Ik denk dat we activistischer aan het werk moeten dan tot nu toe. Misschien maakt de minister een heel goede keuze door daarin de CdK centraal te stellen en het niet alleen van een grensmakelaar te laten afhangen. Dat moet echter wel blijken. Ik hoop dat de CdK's het samen met de betrokken gemeenten daadwerkelijk activistisch invullen. Ik hoop dat de CdK's aan de slag gaan, zodat er een duidelijk meldpunt komt waar bedrijven, instellingen en burgers zich kunnen melden die kansen willen pakken maar daarbij tegen problemen en belemmeringen aanlopen. Ik hoop dat dit op een effectieve manier bij het kabinet landt, maar daar ben ik niet helemaal van overtuigd.

In de brief van het kabinet staat namelijk dat de minister van Buitenlandse Zaken de heer Lak heeft aangesteld, die zich «voornamelijk op de externe GROS-contacten met de buurlanden zal richten en tevens intern binnen het ministerie van Buitenlandse Zaken het aanspreekpunt zal zijn.
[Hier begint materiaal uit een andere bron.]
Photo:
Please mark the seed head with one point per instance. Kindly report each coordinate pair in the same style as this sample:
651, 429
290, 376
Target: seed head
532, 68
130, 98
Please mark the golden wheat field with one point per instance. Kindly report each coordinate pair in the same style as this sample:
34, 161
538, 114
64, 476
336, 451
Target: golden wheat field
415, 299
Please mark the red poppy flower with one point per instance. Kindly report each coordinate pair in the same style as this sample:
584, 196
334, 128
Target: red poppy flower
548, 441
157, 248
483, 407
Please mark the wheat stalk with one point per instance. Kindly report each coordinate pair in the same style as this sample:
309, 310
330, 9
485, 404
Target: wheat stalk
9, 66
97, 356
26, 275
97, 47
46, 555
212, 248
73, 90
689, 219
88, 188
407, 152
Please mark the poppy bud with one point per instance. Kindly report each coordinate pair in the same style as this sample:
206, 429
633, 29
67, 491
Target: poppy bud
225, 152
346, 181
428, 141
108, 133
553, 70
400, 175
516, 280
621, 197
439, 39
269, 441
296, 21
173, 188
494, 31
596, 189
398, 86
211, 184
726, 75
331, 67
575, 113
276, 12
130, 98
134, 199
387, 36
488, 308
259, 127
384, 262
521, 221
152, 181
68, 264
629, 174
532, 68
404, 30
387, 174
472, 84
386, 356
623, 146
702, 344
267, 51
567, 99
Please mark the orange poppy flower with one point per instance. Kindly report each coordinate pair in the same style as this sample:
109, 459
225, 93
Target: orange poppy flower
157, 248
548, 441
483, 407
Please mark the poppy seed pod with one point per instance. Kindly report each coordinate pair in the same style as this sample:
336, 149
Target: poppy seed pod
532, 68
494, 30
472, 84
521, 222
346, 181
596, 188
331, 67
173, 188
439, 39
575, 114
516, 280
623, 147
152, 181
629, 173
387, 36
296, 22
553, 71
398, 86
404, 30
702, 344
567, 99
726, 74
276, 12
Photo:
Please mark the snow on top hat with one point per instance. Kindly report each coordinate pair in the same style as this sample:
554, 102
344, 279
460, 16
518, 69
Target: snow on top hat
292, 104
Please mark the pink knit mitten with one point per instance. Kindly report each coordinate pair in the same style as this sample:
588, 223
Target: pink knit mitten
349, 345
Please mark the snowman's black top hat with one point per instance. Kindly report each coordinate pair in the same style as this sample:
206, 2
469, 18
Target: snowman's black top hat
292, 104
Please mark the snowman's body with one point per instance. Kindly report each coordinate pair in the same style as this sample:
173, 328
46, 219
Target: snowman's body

Dit laat overigens onverlet dat ook BZK en het GROS-secretariaat werkcontacten onderhouden met de buurlanden op het terrein van de grensoverschrijdende samenwerking». Dan heb ik het nog niet eens over de CdK's gehad. Dat riekt naar een situatie waarin er eerder te veel dan te weinig mensen verantwoordelijk zijn. Ik zoek naar die ambtenaar die de macht heeft om in het geval van belemmeringen in wet- en regelgeving – daar zijn wij ook verantwoordelijk voor – snel te kunnen doorschakelen naar de verantwoordelijke bewindspersonen. Als die er afzonderlijk niet uitkomen, moet er een procedure zijn waardoor het probleem snel op de tafel van de ministerraad komt. Ik geloof namelijk dat dit winst oplevert. Ik weet hoe het werkt. Ik weet dat bij problemen de neiging erg groot is om voortdurend overleg te blijven voeren en dat het moment waarop er beslist wordt, steeds verder weg komt te liggen. Ik denk dat de kansen die grensoverschrijdende samenwerking biedt, gebaat zijn bij snelle en zichtbare beslissingen, ook als die een keer negatief zouden uitvallen.

Mijn oproep aan de minister is als volgt. Kan hij aan de slag gaan op de wijze zoals hij aangeeft en daarnaast de Kamer op de hoogte houden van de resultaten? Deelt hij de opvatting dat de kansen die er liggen, echt gepakt kunnen worden door een activistische houding? Daar zou Nederland zeer bij gebaat zijn, en dat geldt zeker voor de grensregio's die met problemen zoals krimp en werkloosheid kampen. Minister, aan de slag!

Minister Donner: Voorzitter. Dank voor de gelegenheid om op deze wijze te kunnen spreken over de nieuwe vorm waarin de grensoverschrijdende samenwerking is gegoten, in het bijzonder door de minister van Buitenlandse Zaken en de minister van BZK. Ik wijs de Kamer erop dat de speciaal vertegenwoordiger voor de buurlanden bij ons aan tafel zit.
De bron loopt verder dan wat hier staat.